YABU and I mean this kindly, you need to seek help to deal with your issues rather than foistering them on to your kids. It's not their fault, why would you want to continue the cycle?

FreakinScaryCaaw · 10/04/2014 18:47

You're making food an issue and it'll backfire.

whomadeyougod · 10/04/2014 18:47

My children will not end up like me and I am doing everything to make sure of that

you are doing the complete opposite , as soon as they have their own money and freedom they will rebel and eat nothing but crap.

Retropear · 10/04/2014 18:48

Yabu

My kids have oodles of Easter eggs.They have a balanced healthy diet and are able to self regulate as a result.2 of mine have some of last weeks sweet shop sweets still sitting on their desks.

I am not obese and neither are my dc.

Op you have a problem with food not your dc.

birdsnotbees · 10/04/2014 18:52

Everything in moderation. My mum was/is an obsessive dieter and banned sweets in our house. Guess what? I developed an eating disorder. I've been "cured" for a decade and I don't "ban" anything. Guess what? I no longer crave sweet things or binge. My mum still does both, which now that I'm free of my weird relationship with food I think is terribly sad. You will pass on your issues to your kids unless you address your own issues. Don't ban anything. Nothing is that bad for you unless it's toxic! YABVU.

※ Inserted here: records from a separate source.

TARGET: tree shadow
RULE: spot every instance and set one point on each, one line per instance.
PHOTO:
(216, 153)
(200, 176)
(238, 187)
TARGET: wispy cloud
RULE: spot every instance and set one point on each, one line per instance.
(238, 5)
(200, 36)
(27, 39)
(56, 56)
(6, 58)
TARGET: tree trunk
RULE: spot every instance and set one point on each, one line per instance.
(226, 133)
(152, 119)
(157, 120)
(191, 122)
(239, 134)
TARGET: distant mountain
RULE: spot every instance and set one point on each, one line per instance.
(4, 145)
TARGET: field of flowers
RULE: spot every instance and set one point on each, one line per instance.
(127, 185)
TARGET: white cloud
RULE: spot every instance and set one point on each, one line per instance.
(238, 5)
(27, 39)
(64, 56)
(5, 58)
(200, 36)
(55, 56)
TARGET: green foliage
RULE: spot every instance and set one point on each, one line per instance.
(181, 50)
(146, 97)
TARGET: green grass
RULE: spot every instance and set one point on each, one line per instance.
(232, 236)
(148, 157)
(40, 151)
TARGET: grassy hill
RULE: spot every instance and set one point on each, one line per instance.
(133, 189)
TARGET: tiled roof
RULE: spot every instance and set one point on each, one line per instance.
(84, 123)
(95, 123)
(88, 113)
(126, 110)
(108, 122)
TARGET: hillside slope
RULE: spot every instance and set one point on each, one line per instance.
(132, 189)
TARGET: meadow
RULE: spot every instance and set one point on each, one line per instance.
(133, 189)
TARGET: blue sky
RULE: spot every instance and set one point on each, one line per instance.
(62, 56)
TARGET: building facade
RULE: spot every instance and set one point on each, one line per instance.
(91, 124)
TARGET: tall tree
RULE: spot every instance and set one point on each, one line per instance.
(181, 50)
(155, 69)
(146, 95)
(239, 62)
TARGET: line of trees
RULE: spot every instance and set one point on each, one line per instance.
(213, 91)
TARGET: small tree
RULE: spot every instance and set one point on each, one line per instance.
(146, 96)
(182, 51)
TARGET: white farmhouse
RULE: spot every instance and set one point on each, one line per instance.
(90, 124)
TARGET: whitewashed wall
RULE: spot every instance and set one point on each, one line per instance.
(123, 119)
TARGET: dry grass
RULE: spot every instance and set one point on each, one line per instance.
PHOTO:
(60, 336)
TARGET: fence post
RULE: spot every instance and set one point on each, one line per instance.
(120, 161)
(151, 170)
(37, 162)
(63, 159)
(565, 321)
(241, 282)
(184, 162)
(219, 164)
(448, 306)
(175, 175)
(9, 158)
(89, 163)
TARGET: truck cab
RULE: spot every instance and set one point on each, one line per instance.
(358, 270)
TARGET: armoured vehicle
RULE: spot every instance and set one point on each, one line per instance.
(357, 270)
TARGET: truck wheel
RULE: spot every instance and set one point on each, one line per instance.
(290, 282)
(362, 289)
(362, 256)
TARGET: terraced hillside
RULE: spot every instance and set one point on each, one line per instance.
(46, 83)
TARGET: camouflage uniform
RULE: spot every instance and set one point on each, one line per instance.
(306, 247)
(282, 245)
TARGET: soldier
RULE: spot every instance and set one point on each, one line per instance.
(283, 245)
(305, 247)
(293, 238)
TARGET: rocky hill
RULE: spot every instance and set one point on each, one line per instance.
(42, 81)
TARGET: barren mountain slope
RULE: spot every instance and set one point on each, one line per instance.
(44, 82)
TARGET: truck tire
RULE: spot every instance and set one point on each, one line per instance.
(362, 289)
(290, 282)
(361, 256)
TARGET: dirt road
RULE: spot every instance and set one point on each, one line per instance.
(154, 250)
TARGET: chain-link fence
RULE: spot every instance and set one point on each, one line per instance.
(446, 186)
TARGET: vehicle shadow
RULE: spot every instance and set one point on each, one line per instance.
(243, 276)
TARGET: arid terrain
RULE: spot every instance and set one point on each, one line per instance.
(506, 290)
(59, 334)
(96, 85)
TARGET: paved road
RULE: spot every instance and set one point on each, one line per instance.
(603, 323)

Comeatmefam · 10/04/2014 18:52
  1. No matter how you say this to friends and family it will sound rude/entitled/mad. Honestly - any way at all.
  1. I'm sorry you have suffered with weight problems and food issues, it's shit. But I think you really need to try to relax about their diet if at all possible and strike a balance re what they eat. Like Retropear, we eat healthily most of the time but we all eat junk and sugar too as treats (in fact chocolate or similar every day at some point) - none of us in my family are obese.
Delphiniumsblue · 10/04/2014 18:53

Children always, always, do as you do and never as you say. If you force a diet onto them that you can't actually do yourself it simply won't work. The message that they get is 'being an adult means you can eat what you want'. You should all be on the same diet - other than the odd things not suited to children like alcohol.

shebird · 10/04/2014 18:54

I understand that you are doing this with best intentions but creating any issues around food could create trouble in the future. Better to teach healthy eating and moderation so that they are equipped to make the right choices for themselves when they are grown up and you are not there to enforce things. My DCs usually have Easter eggs left over months later that they just forget about. They do not spend Easter Sunday gorging on 6 eggs each.